Thanks, Daemyn! I'm touched!
Best thing I can tell you is you've gotta make em respect you. That's one of the hardest things. Once you get their respect and they listen to you, this opens a whole world of teaching and coaching possibilities. BUT, you gotta do it in a "fun" way.
When I very first started coaching a team of 9-11 year olds, whenever I'd blow the whistle to bring them to center and start the practice, they'd take forever to get to the center. They'd all keep shooting the pucks around, chasing eachother etc... When I'd go get those guys who were goofing off, the few who did actually come to center would start skating off as soon as I left them. This happened on the first three practices and I decided it was time to show them I meant business.
The next practice I blew the whistle and again, only a handful of kids came to center while the rest were still goofing around. I started counting out loud. "1,2,3,4.." Then I asked the kids that were in center with me to come on and join me in counting, and they did."FIVE, SIX, SEVEN - louder, count louder everyone! EIGHT, NINE,..." Finally, one of the kids spoke up and said "Hey, coach, why are we all counting?"
I paused counting to answer him "Oh, it's simple Danny, we're counting the number of laps everyone will do until we all line up in the center" and I then continued counting "TEN, ELEVEN...."
"AAAAAAAAGGGGGGGGHHHHHHHH!!!" All the kids in center screamed! They immediately skated off to round up the bunch and by the time everyone finally got to center I had counted to 20. They skated all 20 laps.
The next week, I blew the whistle, started counting, and they only had to do 8 laps. The next week, 4 laps. Since then they've not had to skate laps and I don't count anymore.
For two years now, when I blow the whistle, they stop on a dime and line up in a half-arc formation sitting crosslegged. They do it now not because of the fear of skating laps, nor even out of respect for me I guess. They do it because they heard the whistle.

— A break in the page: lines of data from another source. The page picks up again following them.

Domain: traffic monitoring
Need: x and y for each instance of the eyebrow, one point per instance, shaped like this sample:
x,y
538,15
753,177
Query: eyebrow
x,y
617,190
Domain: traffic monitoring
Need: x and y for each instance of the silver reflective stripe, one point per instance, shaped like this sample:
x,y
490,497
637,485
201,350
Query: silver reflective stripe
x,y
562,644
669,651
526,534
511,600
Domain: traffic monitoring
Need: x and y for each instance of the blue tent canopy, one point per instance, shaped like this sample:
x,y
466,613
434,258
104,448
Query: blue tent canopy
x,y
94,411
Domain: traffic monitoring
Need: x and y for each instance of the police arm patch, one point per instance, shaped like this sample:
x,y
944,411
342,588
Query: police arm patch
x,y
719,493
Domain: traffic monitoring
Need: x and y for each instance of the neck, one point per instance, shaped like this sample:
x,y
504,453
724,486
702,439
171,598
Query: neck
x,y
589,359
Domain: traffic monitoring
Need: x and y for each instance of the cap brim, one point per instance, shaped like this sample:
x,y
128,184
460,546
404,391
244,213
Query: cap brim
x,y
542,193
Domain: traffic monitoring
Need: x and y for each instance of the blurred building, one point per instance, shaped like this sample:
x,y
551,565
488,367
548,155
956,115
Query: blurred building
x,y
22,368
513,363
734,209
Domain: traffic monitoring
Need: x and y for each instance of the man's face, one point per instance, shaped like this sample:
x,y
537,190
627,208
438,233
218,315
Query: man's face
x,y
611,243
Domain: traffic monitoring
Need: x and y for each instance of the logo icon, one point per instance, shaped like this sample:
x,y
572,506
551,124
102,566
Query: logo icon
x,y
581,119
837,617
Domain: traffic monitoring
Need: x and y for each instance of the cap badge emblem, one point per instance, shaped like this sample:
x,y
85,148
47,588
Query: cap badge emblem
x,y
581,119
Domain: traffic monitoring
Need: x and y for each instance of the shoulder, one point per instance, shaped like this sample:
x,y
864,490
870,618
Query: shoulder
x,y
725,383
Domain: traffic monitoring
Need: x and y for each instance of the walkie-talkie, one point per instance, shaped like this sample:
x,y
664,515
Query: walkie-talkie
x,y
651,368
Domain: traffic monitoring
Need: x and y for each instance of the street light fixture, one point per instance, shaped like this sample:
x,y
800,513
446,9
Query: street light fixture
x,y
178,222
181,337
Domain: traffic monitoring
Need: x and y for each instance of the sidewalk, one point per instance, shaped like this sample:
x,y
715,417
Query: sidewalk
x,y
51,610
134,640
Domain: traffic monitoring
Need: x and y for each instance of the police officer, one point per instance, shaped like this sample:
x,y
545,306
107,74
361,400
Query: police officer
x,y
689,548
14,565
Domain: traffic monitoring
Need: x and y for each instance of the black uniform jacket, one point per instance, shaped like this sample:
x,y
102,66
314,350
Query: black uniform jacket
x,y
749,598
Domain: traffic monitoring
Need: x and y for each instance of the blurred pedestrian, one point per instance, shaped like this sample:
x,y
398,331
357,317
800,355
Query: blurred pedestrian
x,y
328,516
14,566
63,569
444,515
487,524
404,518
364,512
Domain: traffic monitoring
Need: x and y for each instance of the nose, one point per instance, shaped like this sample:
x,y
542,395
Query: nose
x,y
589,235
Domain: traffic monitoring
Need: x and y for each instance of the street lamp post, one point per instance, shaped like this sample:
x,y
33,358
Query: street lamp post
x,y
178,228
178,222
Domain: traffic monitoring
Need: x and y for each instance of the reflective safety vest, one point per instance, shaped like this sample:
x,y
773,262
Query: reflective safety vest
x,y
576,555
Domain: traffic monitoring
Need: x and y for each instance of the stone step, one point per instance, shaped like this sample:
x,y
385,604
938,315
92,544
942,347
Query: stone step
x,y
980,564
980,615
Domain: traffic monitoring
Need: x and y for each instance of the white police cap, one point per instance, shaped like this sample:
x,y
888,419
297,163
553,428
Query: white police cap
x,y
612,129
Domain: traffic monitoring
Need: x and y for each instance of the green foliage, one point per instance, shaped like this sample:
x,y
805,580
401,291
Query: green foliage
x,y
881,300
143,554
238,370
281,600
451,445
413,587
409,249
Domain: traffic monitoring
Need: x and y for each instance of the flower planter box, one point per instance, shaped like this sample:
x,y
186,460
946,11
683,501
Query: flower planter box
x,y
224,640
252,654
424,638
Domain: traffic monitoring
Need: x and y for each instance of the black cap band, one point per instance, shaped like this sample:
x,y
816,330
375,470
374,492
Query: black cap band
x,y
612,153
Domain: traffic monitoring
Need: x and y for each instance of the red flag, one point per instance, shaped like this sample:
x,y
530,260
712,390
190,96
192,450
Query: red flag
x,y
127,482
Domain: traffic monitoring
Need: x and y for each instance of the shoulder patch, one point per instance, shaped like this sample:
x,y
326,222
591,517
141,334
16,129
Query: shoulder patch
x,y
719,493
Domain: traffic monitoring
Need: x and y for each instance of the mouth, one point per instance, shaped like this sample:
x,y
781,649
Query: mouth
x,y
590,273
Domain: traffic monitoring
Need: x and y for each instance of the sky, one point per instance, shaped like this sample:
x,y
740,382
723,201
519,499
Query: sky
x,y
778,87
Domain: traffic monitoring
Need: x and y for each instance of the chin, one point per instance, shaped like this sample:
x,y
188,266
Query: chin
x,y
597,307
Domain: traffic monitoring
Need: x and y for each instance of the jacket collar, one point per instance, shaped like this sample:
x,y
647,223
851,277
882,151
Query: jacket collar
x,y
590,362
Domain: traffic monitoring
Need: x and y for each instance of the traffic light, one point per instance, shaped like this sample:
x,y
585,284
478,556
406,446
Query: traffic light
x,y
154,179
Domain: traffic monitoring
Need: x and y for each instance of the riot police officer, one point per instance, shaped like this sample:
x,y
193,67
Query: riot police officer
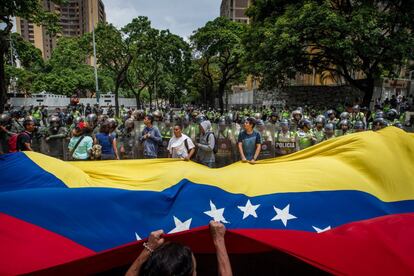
x,y
285,142
54,136
304,136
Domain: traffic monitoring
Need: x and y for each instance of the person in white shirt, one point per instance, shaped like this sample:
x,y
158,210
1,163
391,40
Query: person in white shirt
x,y
180,145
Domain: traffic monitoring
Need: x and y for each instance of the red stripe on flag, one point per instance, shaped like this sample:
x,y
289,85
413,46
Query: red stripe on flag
x,y
25,247
380,246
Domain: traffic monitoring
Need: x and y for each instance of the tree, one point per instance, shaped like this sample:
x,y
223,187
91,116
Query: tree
x,y
31,10
160,60
114,54
345,38
218,47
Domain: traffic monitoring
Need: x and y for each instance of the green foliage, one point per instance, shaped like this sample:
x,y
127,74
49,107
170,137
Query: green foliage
x,y
160,60
70,53
29,56
219,51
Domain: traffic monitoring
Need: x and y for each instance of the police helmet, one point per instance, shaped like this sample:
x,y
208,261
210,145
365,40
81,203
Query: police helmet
x,y
4,119
330,112
305,122
91,118
320,120
359,125
129,123
257,116
345,122
344,115
200,118
54,119
284,122
379,114
380,122
329,127
399,125
392,114
112,122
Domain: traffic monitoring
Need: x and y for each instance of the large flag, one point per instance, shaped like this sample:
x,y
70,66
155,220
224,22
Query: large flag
x,y
345,206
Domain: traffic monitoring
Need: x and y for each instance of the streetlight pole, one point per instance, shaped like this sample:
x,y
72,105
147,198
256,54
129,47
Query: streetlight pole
x,y
94,59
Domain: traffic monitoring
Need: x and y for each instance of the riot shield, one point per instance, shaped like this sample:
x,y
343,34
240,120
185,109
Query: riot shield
x,y
225,145
127,145
285,143
139,127
166,130
267,134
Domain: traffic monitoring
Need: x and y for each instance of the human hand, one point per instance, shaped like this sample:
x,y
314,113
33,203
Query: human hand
x,y
217,230
155,239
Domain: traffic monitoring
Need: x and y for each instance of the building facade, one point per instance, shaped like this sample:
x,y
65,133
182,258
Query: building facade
x,y
235,10
77,17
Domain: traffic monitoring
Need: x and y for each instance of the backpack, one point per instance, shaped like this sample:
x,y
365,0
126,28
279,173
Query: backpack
x,y
96,152
215,149
12,142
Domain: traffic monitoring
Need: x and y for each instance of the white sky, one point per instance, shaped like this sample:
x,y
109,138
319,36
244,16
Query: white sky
x,y
181,17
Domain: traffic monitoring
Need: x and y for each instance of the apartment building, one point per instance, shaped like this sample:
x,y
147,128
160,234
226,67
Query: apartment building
x,y
77,17
235,10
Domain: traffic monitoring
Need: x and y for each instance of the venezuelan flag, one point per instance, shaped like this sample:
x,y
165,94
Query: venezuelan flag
x,y
345,206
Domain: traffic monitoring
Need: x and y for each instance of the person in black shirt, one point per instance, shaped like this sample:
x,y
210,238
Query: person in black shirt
x,y
24,140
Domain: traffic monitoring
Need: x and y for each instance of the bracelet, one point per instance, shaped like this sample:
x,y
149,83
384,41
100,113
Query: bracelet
x,y
146,246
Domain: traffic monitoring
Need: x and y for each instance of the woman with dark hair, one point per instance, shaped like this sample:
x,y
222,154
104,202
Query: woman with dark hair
x,y
107,142
167,258
80,145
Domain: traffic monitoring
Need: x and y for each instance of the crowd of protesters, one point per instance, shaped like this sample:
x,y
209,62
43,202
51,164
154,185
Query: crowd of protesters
x,y
212,138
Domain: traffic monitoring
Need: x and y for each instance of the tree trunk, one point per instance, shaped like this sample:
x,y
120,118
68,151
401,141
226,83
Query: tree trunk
x,y
116,99
220,95
150,94
138,100
3,87
369,92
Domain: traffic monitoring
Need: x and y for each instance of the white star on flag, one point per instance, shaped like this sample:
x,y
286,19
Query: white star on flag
x,y
216,214
249,209
180,226
283,215
319,230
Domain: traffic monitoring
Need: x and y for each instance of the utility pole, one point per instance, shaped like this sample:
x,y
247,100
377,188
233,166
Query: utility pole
x,y
94,58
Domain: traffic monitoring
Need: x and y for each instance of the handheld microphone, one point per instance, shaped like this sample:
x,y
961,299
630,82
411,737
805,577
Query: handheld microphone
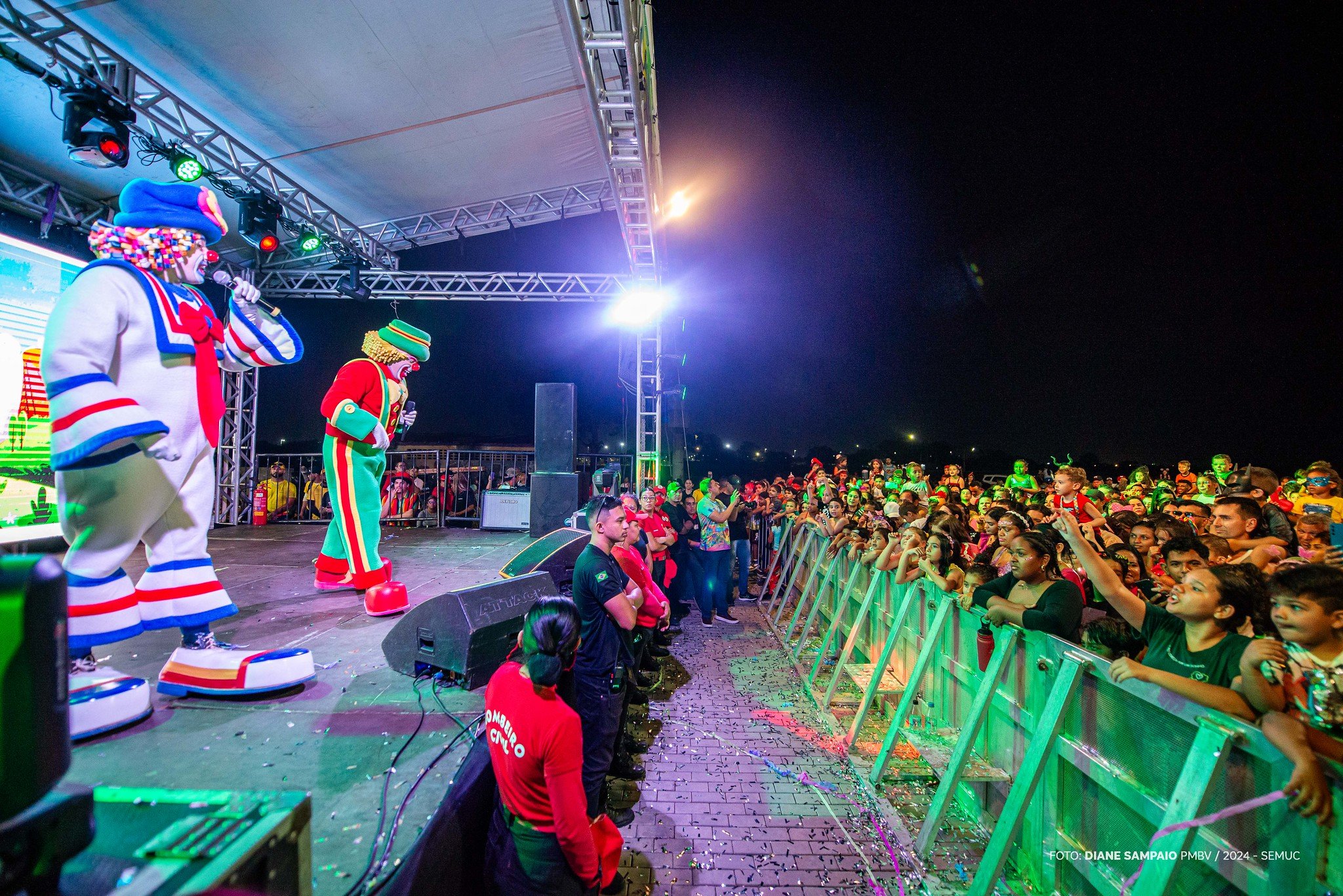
x,y
229,282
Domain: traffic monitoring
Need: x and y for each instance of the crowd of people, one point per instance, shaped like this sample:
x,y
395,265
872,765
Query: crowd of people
x,y
412,495
1224,587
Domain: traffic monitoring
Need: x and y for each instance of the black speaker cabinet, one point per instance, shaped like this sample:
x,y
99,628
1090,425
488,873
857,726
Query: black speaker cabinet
x,y
553,554
555,426
555,496
466,632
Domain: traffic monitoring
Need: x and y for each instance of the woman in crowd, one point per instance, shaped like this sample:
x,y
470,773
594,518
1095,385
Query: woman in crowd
x,y
1033,594
540,843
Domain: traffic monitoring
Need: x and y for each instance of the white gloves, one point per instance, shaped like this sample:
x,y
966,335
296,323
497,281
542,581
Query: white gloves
x,y
246,294
159,448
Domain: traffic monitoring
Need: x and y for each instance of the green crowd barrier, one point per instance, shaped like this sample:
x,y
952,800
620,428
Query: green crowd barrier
x,y
1067,773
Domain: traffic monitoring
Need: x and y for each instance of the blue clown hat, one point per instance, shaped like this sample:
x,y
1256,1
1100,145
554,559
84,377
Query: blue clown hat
x,y
146,203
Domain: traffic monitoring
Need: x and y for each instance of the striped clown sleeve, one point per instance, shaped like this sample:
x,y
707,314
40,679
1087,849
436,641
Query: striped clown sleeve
x,y
93,422
265,341
182,593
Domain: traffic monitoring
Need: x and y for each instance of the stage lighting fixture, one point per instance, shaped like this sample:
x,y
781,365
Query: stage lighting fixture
x,y
96,128
351,285
638,307
184,166
258,220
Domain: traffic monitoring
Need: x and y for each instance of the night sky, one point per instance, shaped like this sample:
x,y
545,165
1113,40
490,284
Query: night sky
x,y
1154,206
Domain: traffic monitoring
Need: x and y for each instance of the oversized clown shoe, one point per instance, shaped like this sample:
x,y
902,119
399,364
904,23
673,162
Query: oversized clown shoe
x,y
363,406
130,363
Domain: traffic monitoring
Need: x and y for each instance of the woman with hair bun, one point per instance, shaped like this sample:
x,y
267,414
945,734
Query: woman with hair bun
x,y
540,841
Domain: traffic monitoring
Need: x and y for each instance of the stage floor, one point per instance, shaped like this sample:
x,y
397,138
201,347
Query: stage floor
x,y
336,735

On a similar note, I had a goalie who always seemed to have to tighten his skates just after skating drills started, IMHO he was just trying to skip out of half of the drills. Finally, I started making the whole group do pushups while we waiting for him to tighten his skates. Obviously, with 12 kids yelling at him to hurry it up, he seemed to suddenly become more thorough in fastening his skates the first time!
Bernie
P.S. Oh yeah, another important thing- design or use drills that minimize "waiting for your turn". Make some kids wait for even 2 minutes and watch your whole practice turn into a free-for-all!